Pigeon John...And The Summertime Pool Party

Artist: Pigeon JohnTitle: Pigeon John...And The Summertime Pool PartyRating: 3 1/2 StarsReviewed by: Paine

To some, Pigeon John has engaged audiences in his music with a homogenous blend of humble humor and blunt honesty on his three previous albums. Others argue that John's singing and off-color topics violate the conventions of what a master of ceremony should really be about. For his fourth solo album, Pigeon makes a splash with Pigeon John...And the Summertime Pool Party (Quannum) and appeases the critics without short-changing his cult following.

Pigeon John has plenty to say. Whether he's modernizing Pharcyde's "Passin' Me By" in "Freaks! Freaks!" or celebrating the pink-slip on "I Lost My Job Again", this album bathes in blue-collar blues. Still, more than ever, Pigeon John finds places on the record to brag about his wife, his Cadillac, and claim an Inglewood youth that's so rarely been spoken about since the LA Symphony days. J-Live provides a classic guest verse on "The Last Sunshine", as Brother Ali professes his reason for rhyming with a convinction worthy of "Lose Yourself" comparisons.

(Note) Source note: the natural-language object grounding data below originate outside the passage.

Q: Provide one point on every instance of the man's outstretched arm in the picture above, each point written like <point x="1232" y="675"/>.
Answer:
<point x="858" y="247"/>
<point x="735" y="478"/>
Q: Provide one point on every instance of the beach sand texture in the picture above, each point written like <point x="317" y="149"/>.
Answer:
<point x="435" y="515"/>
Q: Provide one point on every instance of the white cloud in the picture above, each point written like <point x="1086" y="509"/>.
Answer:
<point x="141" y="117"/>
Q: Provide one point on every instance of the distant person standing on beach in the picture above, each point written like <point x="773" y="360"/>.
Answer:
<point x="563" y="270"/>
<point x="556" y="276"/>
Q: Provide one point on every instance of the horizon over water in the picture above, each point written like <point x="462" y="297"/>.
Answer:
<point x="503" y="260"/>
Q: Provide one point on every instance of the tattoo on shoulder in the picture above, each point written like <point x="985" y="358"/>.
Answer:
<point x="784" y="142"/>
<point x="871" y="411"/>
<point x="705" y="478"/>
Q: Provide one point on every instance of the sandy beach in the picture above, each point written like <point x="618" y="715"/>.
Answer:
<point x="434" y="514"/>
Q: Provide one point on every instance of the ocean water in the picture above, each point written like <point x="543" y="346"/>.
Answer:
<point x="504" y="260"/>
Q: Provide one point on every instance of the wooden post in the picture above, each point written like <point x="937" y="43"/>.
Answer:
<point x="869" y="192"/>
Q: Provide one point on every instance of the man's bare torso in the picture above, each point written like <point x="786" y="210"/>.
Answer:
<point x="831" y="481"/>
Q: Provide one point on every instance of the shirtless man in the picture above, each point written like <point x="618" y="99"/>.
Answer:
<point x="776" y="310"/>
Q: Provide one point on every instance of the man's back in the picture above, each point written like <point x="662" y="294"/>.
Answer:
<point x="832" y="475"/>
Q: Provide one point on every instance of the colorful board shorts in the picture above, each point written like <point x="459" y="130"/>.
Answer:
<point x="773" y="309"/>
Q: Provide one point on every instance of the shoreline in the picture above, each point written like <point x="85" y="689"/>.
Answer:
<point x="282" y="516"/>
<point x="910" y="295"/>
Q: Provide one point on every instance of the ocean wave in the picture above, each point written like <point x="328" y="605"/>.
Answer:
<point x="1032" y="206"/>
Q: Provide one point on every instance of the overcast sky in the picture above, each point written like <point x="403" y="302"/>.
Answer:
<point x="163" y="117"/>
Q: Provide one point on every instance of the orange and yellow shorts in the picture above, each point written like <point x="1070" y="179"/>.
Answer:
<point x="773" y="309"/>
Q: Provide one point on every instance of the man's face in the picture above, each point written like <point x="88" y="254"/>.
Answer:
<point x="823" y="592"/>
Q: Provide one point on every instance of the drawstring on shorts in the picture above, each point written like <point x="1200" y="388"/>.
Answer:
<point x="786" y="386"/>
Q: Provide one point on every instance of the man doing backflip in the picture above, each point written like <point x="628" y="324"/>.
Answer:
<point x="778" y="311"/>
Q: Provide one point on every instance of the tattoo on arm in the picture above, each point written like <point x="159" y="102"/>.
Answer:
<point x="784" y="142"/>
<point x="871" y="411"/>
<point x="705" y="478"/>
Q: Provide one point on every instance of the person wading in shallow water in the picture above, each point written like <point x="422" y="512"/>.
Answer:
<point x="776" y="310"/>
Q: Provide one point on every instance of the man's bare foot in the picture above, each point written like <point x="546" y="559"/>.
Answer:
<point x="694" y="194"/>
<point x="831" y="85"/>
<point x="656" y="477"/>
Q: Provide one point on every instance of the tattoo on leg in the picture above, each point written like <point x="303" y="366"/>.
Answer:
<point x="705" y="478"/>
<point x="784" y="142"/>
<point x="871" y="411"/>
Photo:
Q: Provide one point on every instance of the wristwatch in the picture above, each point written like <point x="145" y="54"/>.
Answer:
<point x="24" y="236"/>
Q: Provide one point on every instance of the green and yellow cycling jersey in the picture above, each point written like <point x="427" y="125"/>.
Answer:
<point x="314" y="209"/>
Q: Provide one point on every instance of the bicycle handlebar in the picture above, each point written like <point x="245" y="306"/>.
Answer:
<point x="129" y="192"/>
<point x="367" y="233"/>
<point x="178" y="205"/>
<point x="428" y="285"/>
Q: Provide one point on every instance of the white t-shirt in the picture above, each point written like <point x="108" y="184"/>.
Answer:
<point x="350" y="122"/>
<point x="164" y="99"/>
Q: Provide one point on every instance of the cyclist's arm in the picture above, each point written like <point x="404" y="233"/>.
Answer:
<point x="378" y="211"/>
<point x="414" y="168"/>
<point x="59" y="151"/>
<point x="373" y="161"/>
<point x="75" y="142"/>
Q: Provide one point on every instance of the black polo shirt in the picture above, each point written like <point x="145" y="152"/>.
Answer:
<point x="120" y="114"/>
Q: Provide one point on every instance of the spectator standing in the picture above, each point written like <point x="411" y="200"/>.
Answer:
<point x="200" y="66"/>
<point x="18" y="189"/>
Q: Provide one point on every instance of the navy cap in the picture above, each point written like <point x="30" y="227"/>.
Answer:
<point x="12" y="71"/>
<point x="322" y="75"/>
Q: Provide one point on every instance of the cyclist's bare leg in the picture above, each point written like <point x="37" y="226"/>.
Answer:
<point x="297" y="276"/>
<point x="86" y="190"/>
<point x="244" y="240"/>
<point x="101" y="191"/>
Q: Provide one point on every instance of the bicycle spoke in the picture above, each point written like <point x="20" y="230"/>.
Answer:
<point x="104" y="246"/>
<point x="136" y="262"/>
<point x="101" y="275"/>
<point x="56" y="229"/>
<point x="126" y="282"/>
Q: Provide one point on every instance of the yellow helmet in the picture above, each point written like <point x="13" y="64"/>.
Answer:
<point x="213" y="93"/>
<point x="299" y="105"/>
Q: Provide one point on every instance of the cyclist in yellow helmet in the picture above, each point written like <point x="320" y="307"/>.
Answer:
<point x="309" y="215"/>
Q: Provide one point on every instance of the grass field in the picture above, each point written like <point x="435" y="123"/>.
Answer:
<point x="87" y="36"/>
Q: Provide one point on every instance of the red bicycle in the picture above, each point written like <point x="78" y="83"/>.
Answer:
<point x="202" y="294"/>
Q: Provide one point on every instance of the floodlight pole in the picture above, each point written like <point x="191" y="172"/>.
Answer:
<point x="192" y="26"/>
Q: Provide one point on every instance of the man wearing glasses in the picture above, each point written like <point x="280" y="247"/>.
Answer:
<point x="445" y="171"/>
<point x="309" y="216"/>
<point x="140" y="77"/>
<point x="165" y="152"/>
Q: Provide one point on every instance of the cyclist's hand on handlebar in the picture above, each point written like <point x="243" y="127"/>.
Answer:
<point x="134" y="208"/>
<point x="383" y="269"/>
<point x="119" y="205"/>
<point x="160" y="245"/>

Although Quannum has been a roundhouse for some of the funkiest West Coast production, Chief Xcel, DJ Shadow, and all the other usual suspects are absent from this effort. Instead it is the Beat Junkies' DJ Rhettmatic who pulls "Freaks! Freaks!" from his cosmic slop shop, with hard percussion and an E-40-like chorus. RJD2 steals the show with "The Last Sunshine" which evocates the lyrical reflection and allows John's sung chorus to truly shine. For more contemporary sounds, Buchanan and Nick Toth split a vocal sample with a playful piano riff that shifts from light hearted to heavy, homogenously.

Summertime Pool Party has the potential to do what Cage's Hell's Winter did last year. A label move, some guidance, and some careful crafting has allowed Pigeon John to take his wit and humility and add the sincerity and conviction that so many critics doubted. Though it's still an album of fun, games, and female pursuits, John finally removes the sunglasses to look the listener in the eye with lyrics that stick.